Bohm in one sentence
“Thought creates our world, and then says ‘I didn’t do it.’”
— Bohm
This is why new information can feel uncomfortable before it feels useful. It’s not a character flaw. It’s a reflex: the mind protects stability first, then evaluates.
Why Bohm matters in decision making
Bohm helps explain something you can observe in yourself in seconds: when you hold a conclusion long enough, it stops feeling like a conclusion. It starts feeling like “the way things are.”
That’s when new information becomes hard to receive. It isn’t competing with an opinion — it’s competing with an internal map that has become “invisible.”
In investing, that delay can be costly — not because you were “wrong,” but because reality shifted and the model didn’t. Bohm’s work is essentially a spotlight on that gap.
Why reaching a new decision is harder than it looks
Bohm’s lens is simple: thought is often automatic. When new information arrives, the first internal question is rarely “Is this true?” It’s more like: “Does this threaten what I already believe?”
If it does, thought tends to defend the old view first — and only later considers whether an update is wise. That creates decision-lag.
Discomfort
A new signal doesn’t fit the current map. The first feeling is often irritation, not curiosity.
Defense
Dismiss, minimize, attack the source, or reframe the meaning so nothing must change.
Delay
“Let’s wait.” Sometimes wise. Sometimes it’s simply avoiding the emotional cost of updating.
Missed opportunity
By the time it feels safe, repricing is often underway and options have narrowed.

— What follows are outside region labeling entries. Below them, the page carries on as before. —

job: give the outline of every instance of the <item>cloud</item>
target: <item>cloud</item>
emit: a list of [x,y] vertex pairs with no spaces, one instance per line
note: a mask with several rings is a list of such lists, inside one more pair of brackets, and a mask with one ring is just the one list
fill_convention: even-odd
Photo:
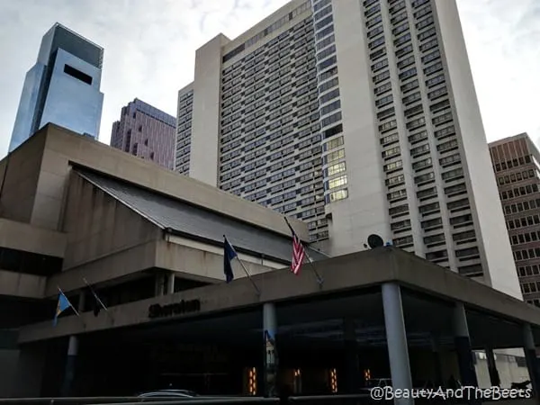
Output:
[[[540,3],[458,0],[488,140],[540,140]],[[536,142],[540,145],[540,142]]]
[[[138,97],[176,115],[177,91],[193,80],[197,48],[234,38],[287,0],[18,0],[0,6],[0,154],[7,150],[26,71],[56,22],[105,49],[100,140]],[[81,18],[84,16],[85,18]],[[4,40],[6,39],[6,40]]]
[[[446,0],[436,0],[446,1]],[[100,140],[135,97],[175,115],[197,48],[235,38],[288,0],[17,0],[0,5],[0,154],[7,150],[26,71],[56,22],[105,49]],[[540,2],[458,0],[488,139],[540,137]],[[82,18],[84,17],[84,18]]]

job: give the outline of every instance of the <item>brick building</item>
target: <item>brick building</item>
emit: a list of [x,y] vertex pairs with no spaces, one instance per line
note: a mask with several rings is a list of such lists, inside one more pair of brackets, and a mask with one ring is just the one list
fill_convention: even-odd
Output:
[[176,119],[139,99],[122,109],[111,146],[172,169]]
[[526,133],[490,144],[523,297],[540,306],[540,152]]

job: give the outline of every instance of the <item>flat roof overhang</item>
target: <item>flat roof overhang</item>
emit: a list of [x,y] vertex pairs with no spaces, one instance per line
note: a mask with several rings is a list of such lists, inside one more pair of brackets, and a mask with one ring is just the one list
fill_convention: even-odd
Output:
[[[168,330],[167,334],[177,330],[185,336],[187,328],[194,334],[196,330],[217,332],[220,325],[223,330],[230,329],[230,322],[238,322],[244,329],[258,330],[261,305],[269,302],[276,302],[278,324],[285,331],[289,328],[296,329],[292,333],[297,334],[301,325],[321,320],[326,325],[320,328],[328,328],[331,320],[351,317],[359,322],[359,330],[371,328],[373,339],[380,340],[383,312],[378,286],[390,282],[403,286],[410,340],[417,330],[418,339],[425,338],[419,334],[430,324],[435,325],[428,327],[431,333],[451,336],[452,304],[455,302],[466,305],[474,346],[519,346],[523,323],[530,323],[536,338],[540,338],[539,309],[396,248],[333,257],[313,266],[324,279],[322,285],[306,265],[299,276],[288,269],[254,275],[260,296],[248,279],[238,279],[230,284],[223,283],[112,307],[109,316],[102,312],[97,318],[92,313],[84,313],[80,319],[65,317],[56,328],[51,322],[29,325],[21,329],[19,342],[123,328]],[[199,300],[200,310],[159,320],[148,318],[150,305],[182,300]],[[322,333],[328,336],[328,332]],[[491,341],[494,336],[497,342]]]

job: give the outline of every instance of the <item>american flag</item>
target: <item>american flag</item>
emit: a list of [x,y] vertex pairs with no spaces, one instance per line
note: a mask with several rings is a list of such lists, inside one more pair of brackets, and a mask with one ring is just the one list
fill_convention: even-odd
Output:
[[292,232],[292,260],[291,261],[291,271],[295,274],[300,273],[302,265],[303,263],[304,256],[306,251],[304,250],[302,240],[296,236],[294,231]]

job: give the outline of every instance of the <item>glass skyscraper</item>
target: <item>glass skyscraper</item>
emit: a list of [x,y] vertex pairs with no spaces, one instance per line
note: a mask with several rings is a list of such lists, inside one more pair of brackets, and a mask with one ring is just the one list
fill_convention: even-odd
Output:
[[56,23],[28,71],[9,145],[13,151],[49,122],[97,138],[104,49]]

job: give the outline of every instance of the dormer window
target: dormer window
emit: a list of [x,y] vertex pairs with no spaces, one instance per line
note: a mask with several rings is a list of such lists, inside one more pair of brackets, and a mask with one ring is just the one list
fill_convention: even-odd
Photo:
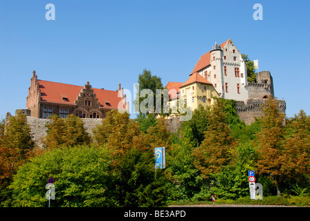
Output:
[[66,95],[60,95],[60,96],[62,96],[62,99],[64,102],[69,102],[69,99],[68,99],[68,97],[66,97]]
[[109,102],[108,100],[107,100],[107,101],[103,100],[103,102],[104,102],[104,104],[106,106],[111,106],[110,102]]

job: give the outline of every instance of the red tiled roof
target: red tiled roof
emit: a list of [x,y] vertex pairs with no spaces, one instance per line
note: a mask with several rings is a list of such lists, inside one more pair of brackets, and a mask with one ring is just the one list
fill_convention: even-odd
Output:
[[[61,104],[75,105],[75,101],[79,95],[80,91],[84,86],[37,80],[39,88],[41,90],[41,101],[57,103]],[[122,100],[118,97],[118,91],[98,88],[92,88],[99,103],[100,108],[116,109],[118,103]],[[62,97],[66,97],[68,101],[64,101]],[[109,101],[111,106],[106,106],[104,102]]]
[[[219,46],[221,46],[221,48],[222,48],[224,46],[225,46],[225,45],[226,44],[226,43],[229,41],[230,39],[227,40],[226,41],[221,44]],[[194,73],[199,71],[204,68],[206,68],[206,66],[209,66],[210,64],[210,50],[208,51],[208,52],[206,52],[206,54],[204,54],[203,55],[202,55],[199,59],[198,60],[197,64],[196,64],[194,69],[192,70],[192,73],[190,73],[190,75],[192,75]]]
[[199,82],[199,83],[203,83],[203,84],[211,84],[210,82],[207,81],[206,79],[201,77],[198,73],[195,72],[193,73],[190,77],[188,79],[188,80],[184,83],[182,86],[180,86],[180,88],[183,88],[183,86],[185,86],[187,85],[189,85],[190,84],[194,83],[194,82]]

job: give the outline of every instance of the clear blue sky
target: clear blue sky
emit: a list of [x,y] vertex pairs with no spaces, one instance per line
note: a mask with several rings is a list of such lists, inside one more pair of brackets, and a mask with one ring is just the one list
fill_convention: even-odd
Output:
[[[47,21],[47,3],[55,20]],[[253,5],[263,6],[255,21]],[[184,82],[215,39],[271,71],[286,115],[310,115],[310,1],[0,0],[0,115],[26,108],[33,70],[52,81],[133,91],[144,68]]]

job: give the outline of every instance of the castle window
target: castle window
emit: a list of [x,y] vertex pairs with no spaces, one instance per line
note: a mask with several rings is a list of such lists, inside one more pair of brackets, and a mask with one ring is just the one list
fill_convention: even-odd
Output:
[[46,119],[53,114],[52,108],[43,108],[43,118]]
[[239,68],[235,68],[235,77],[240,77]]
[[60,110],[60,117],[66,118],[68,116],[68,110]]

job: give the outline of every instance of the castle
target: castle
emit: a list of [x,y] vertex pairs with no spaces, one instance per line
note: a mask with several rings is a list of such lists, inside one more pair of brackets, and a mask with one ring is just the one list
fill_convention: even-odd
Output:
[[[260,71],[255,75],[256,83],[248,81],[246,62],[232,41],[228,39],[220,45],[215,42],[210,51],[201,56],[184,84],[170,81],[165,88],[172,91],[170,106],[181,98],[193,110],[199,104],[211,105],[217,97],[235,100],[240,119],[250,124],[255,117],[262,116],[260,106],[264,106],[264,99],[268,95],[274,97],[270,72]],[[277,101],[279,110],[285,113],[285,101]]]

This isn’t a call to “act fast.” It’s a call to notice when “wait” is wisdom — and when it’s reflex.
Thought and markets — why Bohm is so relevant
Markets don’t just reflect data. They reflect how human beings process change. That’s why Bohm fits so well here: markets amplify belief, identity, and consensus.

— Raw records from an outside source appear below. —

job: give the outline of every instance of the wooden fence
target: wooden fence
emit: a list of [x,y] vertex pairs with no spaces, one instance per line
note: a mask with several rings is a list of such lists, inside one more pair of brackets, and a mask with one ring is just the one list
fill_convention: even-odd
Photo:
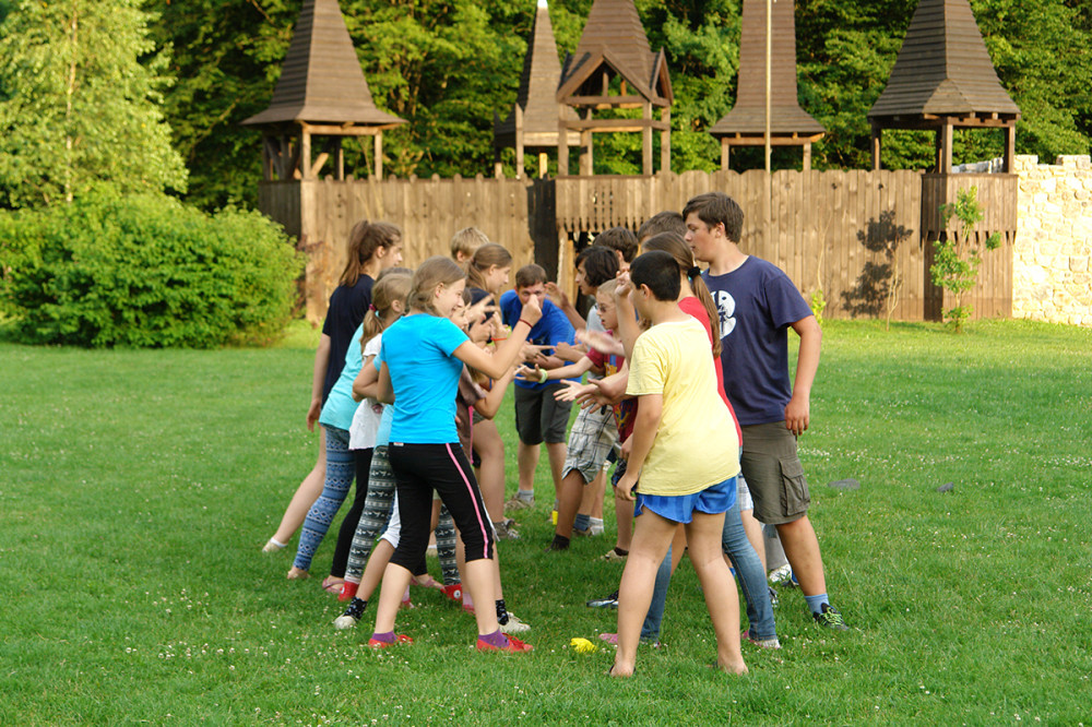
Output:
[[402,227],[415,265],[448,254],[451,235],[470,225],[507,247],[515,266],[536,261],[561,271],[571,291],[574,240],[614,226],[636,230],[663,210],[723,191],[744,208],[741,248],[784,270],[809,298],[821,289],[831,318],[938,320],[947,305],[929,281],[931,241],[942,231],[939,205],[976,186],[986,218],[976,233],[1002,233],[969,295],[977,317],[1009,315],[1017,178],[918,171],[687,171],[656,177],[390,179],[262,182],[263,212],[300,239],[310,255],[305,295],[311,320],[344,264],[344,241],[358,219]]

Here is the chain Bohm helps you see — and break — in real time:
We treat a strategy like “the way the world works”
When something works for years, it stops feeling like a strategy. That’s fine in stable periods — risky in transitions.
We attach identity to the strategy
The more success, reputation, or public commitment tied to an idea, the harder it is to update without feeling loss.
We delay updating until consensus makes it comfortable
Many people don’t respond when evidence appears. They respond when the crowd agrees — and by then, opportunity is often repriced.
The Bohm move: update without panic
Bohm didn’t recommend “arguing harder.” He recommended seeing thought as a process. When you can observe your reaction, you can suspend reflexive defense long enough to evaluate what’s real.
Instead of “Is this right or wrong?” ask:
What would have to be true for this to matter?
Then write 2–3 conditions. You don’t have to agree — you just have to examine.
This is education, not prediction. The goal is not certainty — it is clarity.